Fix 1: The 30-Second Fix — Check Your Syntax
Most of the time, this error is a typo or a misunderstanding of how the command works. Let me guess: you ran something like:
robocopy C:\Users\You\Documents \\Server\Share\file.txtThat's the problem. Robocopy expects the source and destination to be folders, not files. The error 0X0000094C fires because you gave it a file path on the destination side. The real fix: make sure both source and destination are directory paths.
Do this instead:
robocopy C:\Users\You\Documents \\Server\Share\DocumentsIf you only want to copy a single file into a folder, use copy or xcopy with the file:
copy C:\Users\You\Documents\report.txt \\Server\ShareThat's it. I've seen this trip up people who are used to Linux cp — different syntax. Check your command and retry. If that doesn't fix it, move on.
Fix 2: The 5-Minute Fix — Use xcopy with /I or /E
If the first fix didn't work, you might need to force the copy to treat the source as a directory. xcopy is more forgiving than robocopy in this case. Run:
xcopy C:\Users\You\Documents \\Server\Share /E /IThe /I flag tells xcopy that the destination is a directory (even if it doesn't exist yet). The /E copies all subdirectories, including empty ones. If you don't want empty dirs, use /S instead.
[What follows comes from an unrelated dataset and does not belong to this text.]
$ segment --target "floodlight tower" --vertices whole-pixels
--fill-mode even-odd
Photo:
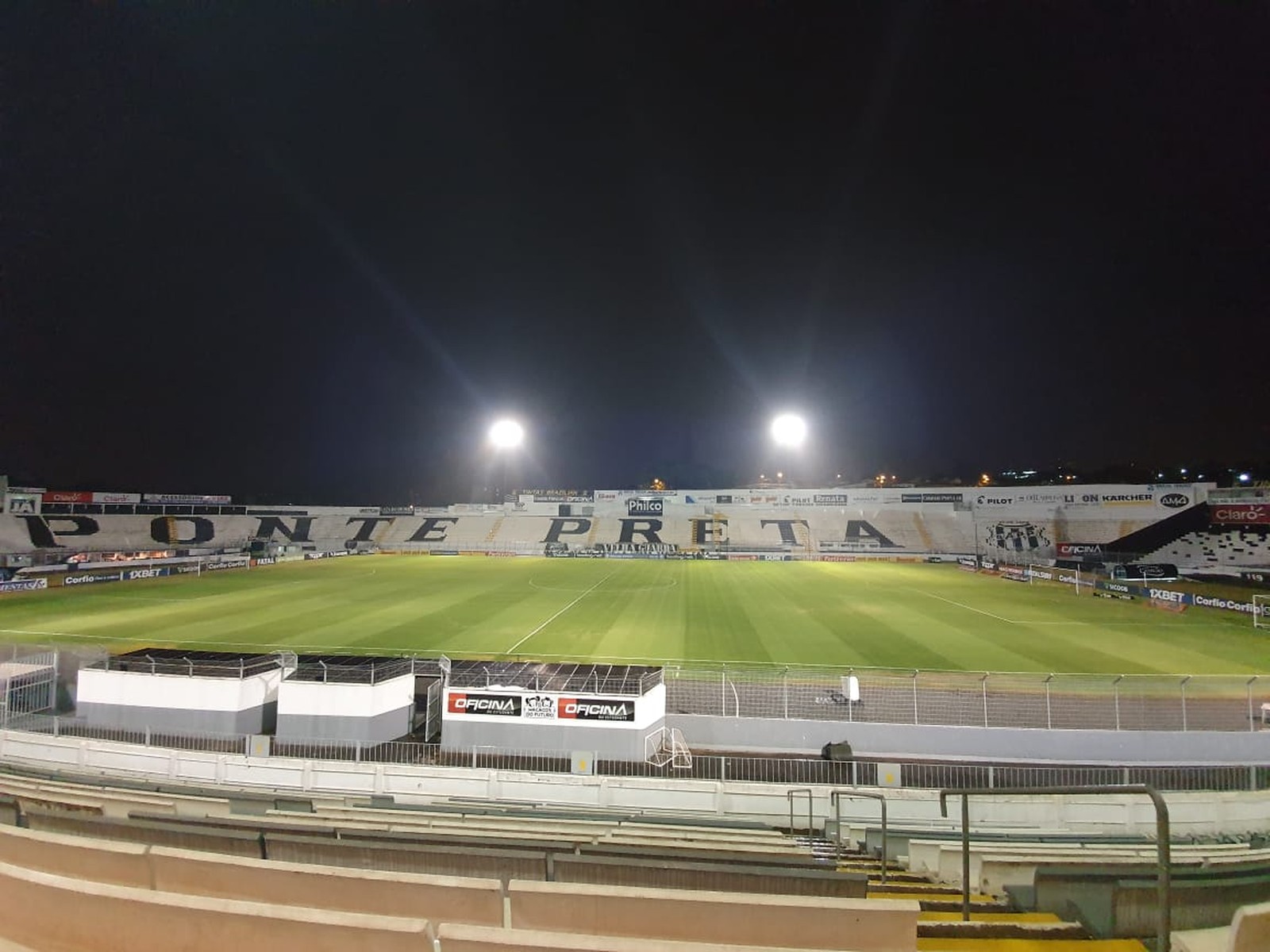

Real-world trigger: I had a user who got this error trying to back up their project folder to a NAS. They used robocopy C:\Project \\NAS\Backup and got 0X0000094C. The NAS share didn't have a Backup folder yet. Adding /I to xcopy solved it instantly.
If xcopy still throws the error, check if the destination path has a trailing backslash — that can confuse old commands. Use:
xcopy C:\Users\You\Documents \\Server\Share\ /E /INote the trailing backslash on the destination. That's a subtle trick that matters more than you'd think.
Fix 3: The 15+ Minute Fix — Registry or Network Share Permissions
If you're still stuck, this error can be caused by a misconfigured network share or a corrupted registry entry. This is rare but happens when the share itself is set to reject directory creation.
Step 1: Check Share Permissions
On the server hosting the share, open Computer Management → Shared Folders → Shares. Right-click your share and go to Properties. Under Share Permissions, make sure Everyone (or the relevant user) has Change and Read permissions. If it's read-only, you can't create subdirectories.
Also check Security (NTFS permissions) on the actual folder. The user needs Write and Modify permissions. A common mistake: share permissions are wide open, but NTFS permissions lock you down.
Step 2: Registry Fix (If You're Brave)
In some older Windows 10 builds (pre-20H2), a bug in the LanmanWorkstation service could cause this error. The fix is a registry tweak:
- Press Win + R, type
regedit, hit Enter. - Navigate to
HKEY_LOCAL_MACHINE\SYSTEM\CurrentControlSet\Services\LanmanWorkstation\Parameters - Look for RequireSecuritySignature. If it's set to
1, change it to0. - Also check EnablePlainTextPassword — set it to
1if it doesn't exist (create a DWORD). - Reboot the machine.
Warning: Lowering security signature requirements is a tradeoff. Only do this on a trusted network. I had to use this fix on a customer's Windows 10 1809 machine that refused to copy folders to an old NAS.
Step 3: Use PowerShell as a Last Resort
If all else fails, bypass the error entirely with PowerShell's Copy-Item:
Copy-Item -Path "C:\Users\You\Documents" -Destination "\\Server\Share\Documents" -RecursePowerShell handles directories and files more intuitively than cmd. The -Recurse flag copies everything. If this works, the issue is with your old-school command syntax, not your system. But if it fails, check the share permissions again — you've got a network or permission issue.
When to Give Up and Reboot
If none of these work, reboot both machines (source and target). I've seen network caching cause phantom directory errors. A reboot flushes the SMB cache. If it's still broken, the share itself might be corrupted — create a new share on the server side and try again.
You got this. The fix is usually fix #1 or #2. Don't overthink it.